Le deuxième film de Ridley Scott à sortir cette année après Le Dernier Duel (Covid oblige), et sans doute le plus attendu, fait plouf. Lady Gaga surnage, mais on s’ennuie ferme. Opéra bouffe ou Shakespeare vs Atrides ?
À grand renfort de superlatifs sur ce célébrissime « fait divers » chez les riches, la bande-annonce de House of Gucci déroule sa farandole d’acteurs – Adam Driver, Lady Gaga, Al Pacino, Jeremy Irons -, tous frappés du sceau des Oscars, qu’ils soient simples nommés ou récipiendaires de la statuette (pour des films antérieurs, s’entend !). Autant stabiloter « les gars, c’est du lourd ! » et on n’en parle plus. C’est du lourd, en effet. Le film lui-même s’étend avec une certaine élégance (Ridley Scott sait faire) au fil de ses cent cinquante-sept (très) longues minutes sur cette histoire de famille italienne, non mafieuse, certes, mais qui s’étripe comme les Atrides, se venge comme chez Shakespeare et laisse un goût amer de gâchis humain et, au final, cinématographique.

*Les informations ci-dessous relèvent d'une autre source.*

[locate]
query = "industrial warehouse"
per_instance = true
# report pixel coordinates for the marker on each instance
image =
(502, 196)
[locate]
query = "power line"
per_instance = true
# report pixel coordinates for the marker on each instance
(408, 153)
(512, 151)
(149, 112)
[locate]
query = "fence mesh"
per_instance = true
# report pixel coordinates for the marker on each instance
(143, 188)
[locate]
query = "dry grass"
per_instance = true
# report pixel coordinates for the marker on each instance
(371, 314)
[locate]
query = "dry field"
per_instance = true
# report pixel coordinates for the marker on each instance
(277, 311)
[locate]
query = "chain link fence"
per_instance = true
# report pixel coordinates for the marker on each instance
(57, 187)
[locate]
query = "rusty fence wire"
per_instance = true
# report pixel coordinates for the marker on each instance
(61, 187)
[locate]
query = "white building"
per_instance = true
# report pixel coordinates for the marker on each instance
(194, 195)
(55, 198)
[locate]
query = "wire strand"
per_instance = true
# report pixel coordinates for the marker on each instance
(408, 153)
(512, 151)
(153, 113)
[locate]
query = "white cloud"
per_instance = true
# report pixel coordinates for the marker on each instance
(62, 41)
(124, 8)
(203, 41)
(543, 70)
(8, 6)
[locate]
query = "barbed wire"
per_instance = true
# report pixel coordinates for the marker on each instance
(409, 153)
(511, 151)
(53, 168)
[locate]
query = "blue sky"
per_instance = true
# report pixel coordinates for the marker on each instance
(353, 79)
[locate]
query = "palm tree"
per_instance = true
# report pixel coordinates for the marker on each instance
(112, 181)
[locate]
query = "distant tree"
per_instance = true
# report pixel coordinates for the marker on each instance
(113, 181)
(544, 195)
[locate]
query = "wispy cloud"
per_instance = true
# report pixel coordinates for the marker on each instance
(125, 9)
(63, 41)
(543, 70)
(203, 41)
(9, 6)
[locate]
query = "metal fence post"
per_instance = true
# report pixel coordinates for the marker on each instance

Commençant par le meurtre à Milan en octobre 1995 de Maurizio Gucci, le récit repart en flash-back sur sa rencontre dans les années 1970, alors qu’il est un jeune et timide aspirant avocat issu d’une dynastie célèbre de la mode italienne, avec une pimpante demoiselle, Patrizia Reggiani, simple secrétaire de son propre père ayant fait fortune dans le transport routier. La séduisante personne mène son bonhomme au mariage et fait son chemin dans les arcanes de l’empire Gucci, façonnant Maurizio pour en faire un monstre éliminant sur son passage son oncle et son cousin, jusqu’à ce que la créature se retourne contre sa créatrice. Et l’abandonne pour une autre. La vengeance de la femme bafouée sera terrible.
C’est une histoire, certes. Mais que raconte-t-elle ? Que les riches se bouffent entre eux et que la petite prolétaire qui s’y est frottée en est pour ses frais ? Que le capitalisme, l’entre- soi et le luxe ne sont bons pour personne ? Bon sang, mais c’est bien sûr ! Euh ? Et après ? Le film s’engage mal dès le départ, ne serait-ce que parce que tous les acteurs, britanniques ou américains, parlent un anglais mâtiné d’un accent italien qui souvent verse dans la caricature. Et puis, il y a le ton. Si sérieux. Ça aurait pu être une farce, un opéra bouffe (pas une minute de silence, la bande-son étant encombrée d’extraits d’opéras italiens appuyant avec emphase le caractère implacable du destin qui se joue sous nos yeux), mais jamais cette piste n’est explorée, même si on se demande parfois si le duo père et fils Al Pacino/Jared Leto (qui en font des caisses, mais avec talent) n’est pas un duo comique. Le pseudo suspense qui laisse Maurizio (Adam Driver, charismatique, mais peu incarné) sur le carreau dès les premières scènes ne tient pas la route d’un scénario programmatique de tragédie, plein de trous béants de surcroît. Particulièrement, la transformation du gentil mari à l’égard de son épouse - juste parce qu’il s’est enfui en Suisse après l’arrivée des contrôleurs fiscaux en sa maison et a, lors d’une descente de ski très bizarrement filmée, retrouvé un ancien flirt (Camille Cottin) – semble bien mécanique et totalement incompréhensible. Quant à la mode, à part lors de l’arrivée finale de Tom Ford et son défilé salvateur, ce motif-là n’a pas non plus retenu l’attention des scénaristes.
Reste que l’image signée Dariusz Wolski, collaborateur régulier de Ridley Scott, est superbe. Il y règne une beauté clinquante, une ombre persistante de noirceur, de soufre et de sang. Et il faut bien dire que Lady Gaga confère à son personnage un mélange de candeur et d’arrivisme, de sexe et de naïveté, qui fait de sa Patrizia, au moins dans la première partie, un personnage complexe qu’on a plaisir à voir évoluer.
Au début du film, Al Pacino, alias Aldo Gucci, susurre, l’œil pétillant, lorsqu’il invite son neveu et sa nouvelle femme à l’anniversaire de ses 70 ans, histoire de rabibocher la famille : « Je vais sortir d’un gâteau ». C’est une des nombreuses promesses non tenues de ce film boursouflé et très vide, hélas.